LOS ANGELES -- Alabama, the third-winningest program in major college football history, was placed on three years' probation and severely penalized after the NCAA found the school guilty of unethical conduct and "a distressing failure of institutional control.''

The sanctions, made public Wednesday, also require Alabama to reduce its football scholarships from the maximum 85 to 81 for the next two seasons, reduce its freshmen and transfer player scholarships by 22 during the next two seasons, forfeit eight victories and a tie from the 1993 season and forfeit any chance to appear in post-season play this year.

In addition, the National Collegiate Athletics Association Committee on Infractions ordered four school officials, including coach Gene Stallings and athletic director Cecil "Hootie'' Ingram, to attend a regional rules compliance seminar during each of the next three years.

"I was, to put it a simple way, somewhat stunned by the [NCAA] report,'' Ingram said on Wednesday.

Alabama President Roger Sayers, calling the penalties "far beyond what [the] facts warrant,'' said the school will request a review by the U.S. NCAA Infractions Appeals Committee, which is separate from the committee that imposed the sanctions. Alabama, whose football program has never been subjected to NCAA probation, has 14 days to submit such an appeal.

"This issue isn't over yet,'' Sayers said. "These penalties are not final.
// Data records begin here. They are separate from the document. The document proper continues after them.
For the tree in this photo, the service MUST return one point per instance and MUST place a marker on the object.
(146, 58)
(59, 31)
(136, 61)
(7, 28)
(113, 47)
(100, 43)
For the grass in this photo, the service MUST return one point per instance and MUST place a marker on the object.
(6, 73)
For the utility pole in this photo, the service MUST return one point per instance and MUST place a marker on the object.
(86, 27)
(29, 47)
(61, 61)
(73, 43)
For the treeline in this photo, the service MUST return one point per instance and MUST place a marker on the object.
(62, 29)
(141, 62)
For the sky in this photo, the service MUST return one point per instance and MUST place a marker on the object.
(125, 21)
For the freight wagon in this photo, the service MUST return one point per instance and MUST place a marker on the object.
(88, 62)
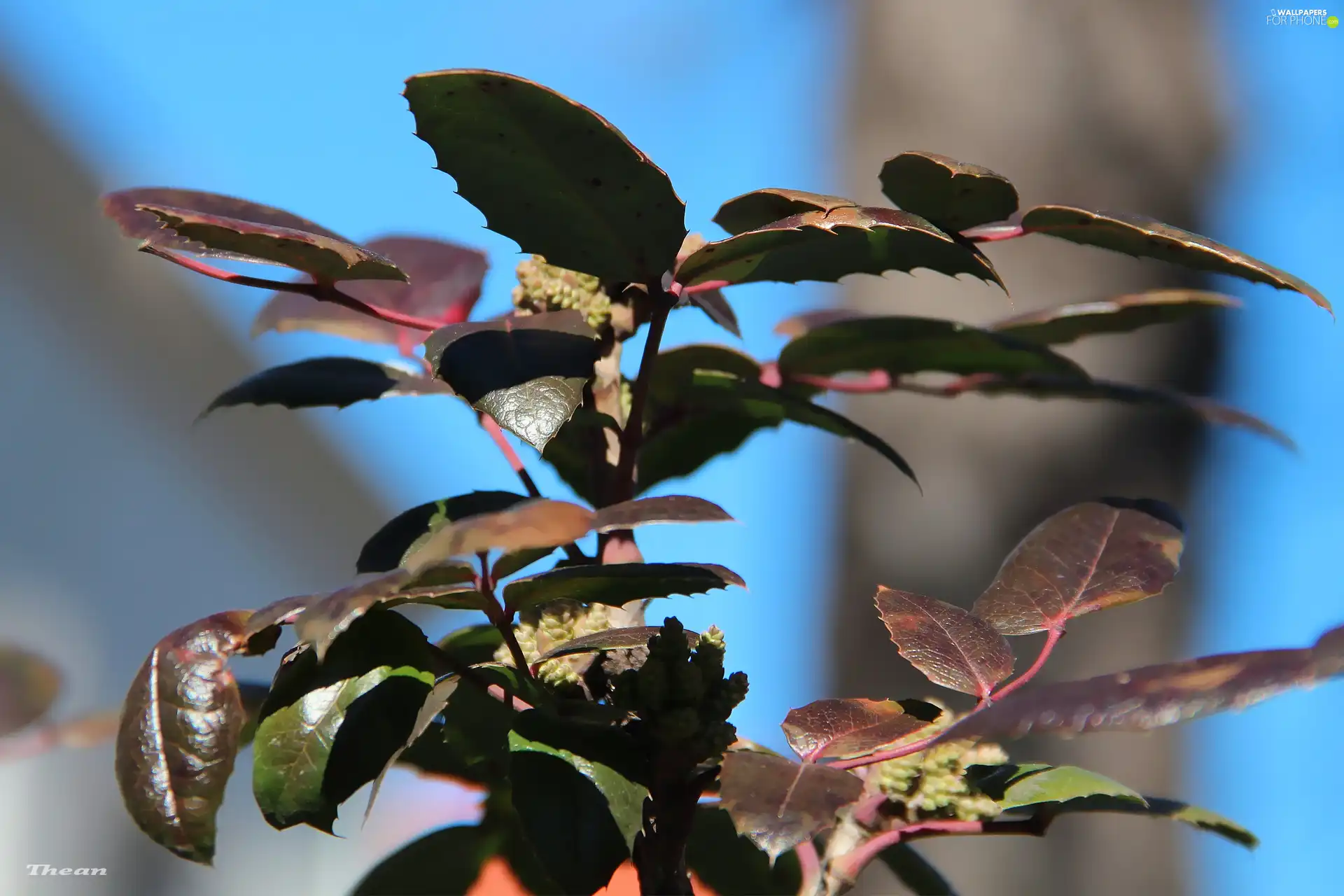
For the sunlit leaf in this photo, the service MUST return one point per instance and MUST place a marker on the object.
(951, 194)
(179, 735)
(1085, 558)
(550, 174)
(617, 584)
(386, 550)
(835, 729)
(527, 372)
(766, 206)
(29, 685)
(1148, 238)
(777, 802)
(828, 245)
(1121, 315)
(445, 281)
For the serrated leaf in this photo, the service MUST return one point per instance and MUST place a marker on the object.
(327, 729)
(1155, 696)
(1086, 558)
(1147, 238)
(732, 865)
(835, 729)
(386, 550)
(670, 508)
(904, 346)
(825, 246)
(1121, 315)
(951, 194)
(327, 382)
(777, 802)
(617, 584)
(550, 174)
(581, 816)
(323, 257)
(444, 285)
(179, 734)
(951, 647)
(29, 685)
(537, 523)
(761, 207)
(527, 372)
We think we have a strong case to make to the committee, and we will make it.''

Alabama doesn't dispute the core of the initial investigation: allegations that Antonio Langham, then a Crimson Tide junior defensive back, signed with an agent after the team's national championship win over Miami in the Sugar Bowl on Jan. 1, 1993, and that former running back Gene Jelks received six loans totalling $24,400 based partly on his future earnings in the NFL. In fact, school officials and the NCAA enforcement staff submitted a joint acknowledgment that the violations occurred.

But the Committee on Infractions wasn't satisfied with that report and ordered hearings. After conducting the hearings, the committee decided that Ingram, Stallings, faculty representative Dr. Thomas Jones and then compliance director Gary White had failed to investigate Langham's situation properly.

Langham played in 11 regular-season games in 1993 before he was ruled ineligible for the Southeastern Conference championship game, which Alabama lost to Florida, and the Gator Bowl, in which the Crimson Tide defeated North Carolina. Under NCAA rules, he should have been ineligible for the entire season. Alabama's record thus fell from 9-3-1 to 1-12.

In its release, the committee said Jones provided "false and misleading'' information to the NCAA eligibility staff, which constituted unethical conduct. It also criticized the school for its failure to uncover Jelks' loans.

If the sanctions stand, Alabama, which is expected to be ranked in the pre-season top 25, would lose its share of the SEC bowl revenue and the SEC championship game revenue. Last year, SEC teams generated $5 million from bowls and $4.3 million from the championship game, with each team receiving about $775,000.